With agentic AI, “operationally, this is super-useful; these end-to-end process tools are a big focus. With family offices and smaller wealth firms, they are generally quite small in budget terms so they have an issue in developing scalable AI solutions, so it makes more sense for them to explore `out-of-the-box' solutions," he continued. Generative AI is not, yet, as interesting for wealth managers. On the client-facing side, IQ-EQ is not recommending GenAI, Robinson said. (GenAI creates new, original content – including text, images, code, audio, and video – by learning patterns from existing, large-scale data.)
Fear factor
Oxford Risk's Davies said that one insight from behavioural finance is the “fear of getting it [investments] wrong." “This leads to people doing nothing and leaving money in a bank account year after year," he said.
If people leave money in cash – and that is eroded by inflation – this also has macroeconomic implications. Regulators such as the Financial Conduct Authority in the UK and policymakers in the European Union want to encourage citizens to hold more risk assets (within certain boundaries of suitability). So behavioural biases have a public dimension for those trying to reduce pressure on tax-funded pay-as-you-go pensions, for example.
Nudging towards good habits
The idea of cultivating certain habits and learning techniques to save and invest seems to be gaining ground. PIMCO, the US fixed income investment firm, issued a paper about six years ago entitled Nudging yourself to better investment decisions.

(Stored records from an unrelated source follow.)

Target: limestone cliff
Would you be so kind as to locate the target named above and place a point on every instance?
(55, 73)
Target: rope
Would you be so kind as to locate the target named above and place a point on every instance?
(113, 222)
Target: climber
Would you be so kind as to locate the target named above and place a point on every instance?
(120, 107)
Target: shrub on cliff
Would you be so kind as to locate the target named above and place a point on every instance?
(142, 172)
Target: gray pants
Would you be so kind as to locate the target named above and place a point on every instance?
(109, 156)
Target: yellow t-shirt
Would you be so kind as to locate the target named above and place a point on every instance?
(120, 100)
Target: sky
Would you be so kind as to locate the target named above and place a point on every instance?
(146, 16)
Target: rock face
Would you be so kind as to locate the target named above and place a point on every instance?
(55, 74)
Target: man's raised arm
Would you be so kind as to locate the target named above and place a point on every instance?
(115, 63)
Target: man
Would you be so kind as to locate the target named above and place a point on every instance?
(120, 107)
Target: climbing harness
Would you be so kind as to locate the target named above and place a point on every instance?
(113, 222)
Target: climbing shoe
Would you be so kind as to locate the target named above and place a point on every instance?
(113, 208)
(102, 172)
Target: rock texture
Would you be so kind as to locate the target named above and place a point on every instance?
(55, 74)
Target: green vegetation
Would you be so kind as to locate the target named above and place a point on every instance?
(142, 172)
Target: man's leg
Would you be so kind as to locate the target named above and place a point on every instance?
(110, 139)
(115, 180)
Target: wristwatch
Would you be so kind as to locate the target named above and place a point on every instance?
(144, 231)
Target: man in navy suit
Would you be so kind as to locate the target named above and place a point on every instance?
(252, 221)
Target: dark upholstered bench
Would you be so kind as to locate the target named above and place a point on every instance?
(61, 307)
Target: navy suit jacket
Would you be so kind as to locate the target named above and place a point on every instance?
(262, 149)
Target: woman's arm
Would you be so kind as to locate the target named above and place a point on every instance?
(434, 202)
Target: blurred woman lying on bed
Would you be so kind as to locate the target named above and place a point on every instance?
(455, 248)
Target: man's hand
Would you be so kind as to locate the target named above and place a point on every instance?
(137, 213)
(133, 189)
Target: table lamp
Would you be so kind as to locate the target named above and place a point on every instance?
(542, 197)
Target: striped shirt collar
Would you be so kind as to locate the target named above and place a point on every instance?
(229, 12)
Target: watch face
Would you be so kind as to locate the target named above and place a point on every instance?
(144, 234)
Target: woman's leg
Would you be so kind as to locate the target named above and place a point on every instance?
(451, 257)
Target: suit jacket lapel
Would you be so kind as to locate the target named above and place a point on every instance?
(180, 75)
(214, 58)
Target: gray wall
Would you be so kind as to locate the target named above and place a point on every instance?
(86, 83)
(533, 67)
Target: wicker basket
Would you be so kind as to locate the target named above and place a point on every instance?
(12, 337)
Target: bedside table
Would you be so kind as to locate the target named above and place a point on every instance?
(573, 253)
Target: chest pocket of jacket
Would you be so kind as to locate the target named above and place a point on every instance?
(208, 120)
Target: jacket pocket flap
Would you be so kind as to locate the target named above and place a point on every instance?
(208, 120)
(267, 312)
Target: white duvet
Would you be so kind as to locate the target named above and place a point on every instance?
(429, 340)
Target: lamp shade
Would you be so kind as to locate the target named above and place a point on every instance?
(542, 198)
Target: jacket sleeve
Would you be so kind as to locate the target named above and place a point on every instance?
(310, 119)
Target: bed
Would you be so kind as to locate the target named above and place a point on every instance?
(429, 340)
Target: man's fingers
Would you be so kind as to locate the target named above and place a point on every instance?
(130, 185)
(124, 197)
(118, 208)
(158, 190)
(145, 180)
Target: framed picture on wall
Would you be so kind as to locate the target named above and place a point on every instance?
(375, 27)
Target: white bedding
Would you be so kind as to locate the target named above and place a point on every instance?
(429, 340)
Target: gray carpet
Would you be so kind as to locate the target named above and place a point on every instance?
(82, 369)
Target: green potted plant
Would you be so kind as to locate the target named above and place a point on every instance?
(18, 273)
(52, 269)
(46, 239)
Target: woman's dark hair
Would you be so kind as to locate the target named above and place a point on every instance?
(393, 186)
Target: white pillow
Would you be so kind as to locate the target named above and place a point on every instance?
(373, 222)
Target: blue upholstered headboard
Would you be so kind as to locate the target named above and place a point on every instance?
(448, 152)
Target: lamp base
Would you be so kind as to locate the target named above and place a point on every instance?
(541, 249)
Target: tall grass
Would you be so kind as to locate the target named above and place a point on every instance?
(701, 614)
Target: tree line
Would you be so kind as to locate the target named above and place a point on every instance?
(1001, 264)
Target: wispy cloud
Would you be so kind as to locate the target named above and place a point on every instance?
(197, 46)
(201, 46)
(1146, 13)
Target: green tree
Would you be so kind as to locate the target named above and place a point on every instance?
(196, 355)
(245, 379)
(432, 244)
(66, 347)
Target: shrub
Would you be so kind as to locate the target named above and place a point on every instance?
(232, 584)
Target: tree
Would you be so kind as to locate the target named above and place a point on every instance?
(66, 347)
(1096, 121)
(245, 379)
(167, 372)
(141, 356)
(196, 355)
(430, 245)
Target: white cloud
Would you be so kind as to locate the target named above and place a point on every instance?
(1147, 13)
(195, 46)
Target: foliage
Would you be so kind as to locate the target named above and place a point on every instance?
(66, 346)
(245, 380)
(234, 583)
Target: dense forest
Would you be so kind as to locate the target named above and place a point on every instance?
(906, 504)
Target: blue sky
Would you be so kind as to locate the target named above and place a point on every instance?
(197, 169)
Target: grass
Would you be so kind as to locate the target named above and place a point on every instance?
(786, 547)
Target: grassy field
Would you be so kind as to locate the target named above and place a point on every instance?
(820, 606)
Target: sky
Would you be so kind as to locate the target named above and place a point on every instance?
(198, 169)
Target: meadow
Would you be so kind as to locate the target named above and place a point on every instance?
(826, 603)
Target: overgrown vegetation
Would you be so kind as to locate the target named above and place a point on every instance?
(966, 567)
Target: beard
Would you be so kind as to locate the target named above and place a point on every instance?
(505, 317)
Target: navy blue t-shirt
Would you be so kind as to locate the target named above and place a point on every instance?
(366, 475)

Taking its cue from the ideas expressed in the book Nudge, by Richard Thaler and Cass Sunstein, PIMCO said investors can adopt a framework that involves asking questions. “For example, inserting a step each quarter that asks investors to reiterate their longer-term investment goals and objectives, as well as their short-term needs, can help keep them on track,” it said. (PIMCO, incidentally, has partnered with the Center for Decision Research at The University of Chicago Booth School of Business as part of a drive to improve understanding how people make decisions on topics such as investment.)
Davies said anxieties about the state of the world – evidenced by the gyrations in the gold price for example – certainly make behavioural finance ideas an easy sell.
“It’s never been easier than now to get people talking about the solutions that it provides,” he said. “The legitimacy of the field is no longer in question.”
One challenge, Davies said, is that investors can try to find a perfect opportunity to invest rather than get on with putting money to work. Perfectionism is a problem: “Don’t let the perfect be the enemy of the good.”
Allied to this is an industry that devotes resources to new products and perhaps not enough on getting people used to the routines of saving and building up investment.
“Good investing outcomes depend less on having the optimal product and more on having an investment approach that people can emotionally stick with through uncertainty,” Davies added.
Ironically, while AI and behavioural finance insights might help counteract human emotions, it appears that AI can trigger emotions – or hard rationality – as well. As reported a few days ago, what media reports called the artificial intelligence “scare trade” hit markets earlier this week amid concerns about the disruptive power of AI on the impact on delivery, payments and software companies. For example, shares in IBM fell. A bearish report was issued last weekend by a firm called Citrini Research (Bloomberg, 24 February.)
AI has roiled stock markets because people are concerned that this technology could put certain business models out of business, such as brokerages and online retail. That said, the jury is out on how profitable AI will be, or at least how quickly. Last August, a study from the Massachusetts Institute of Technology said most AI organisations don't make a profit. A report from MIT’s NANDA (Networked Agents and Decentralised AI) initiative found that 95 per cent of enterprise organisations have seen no return at all from their AI efforts.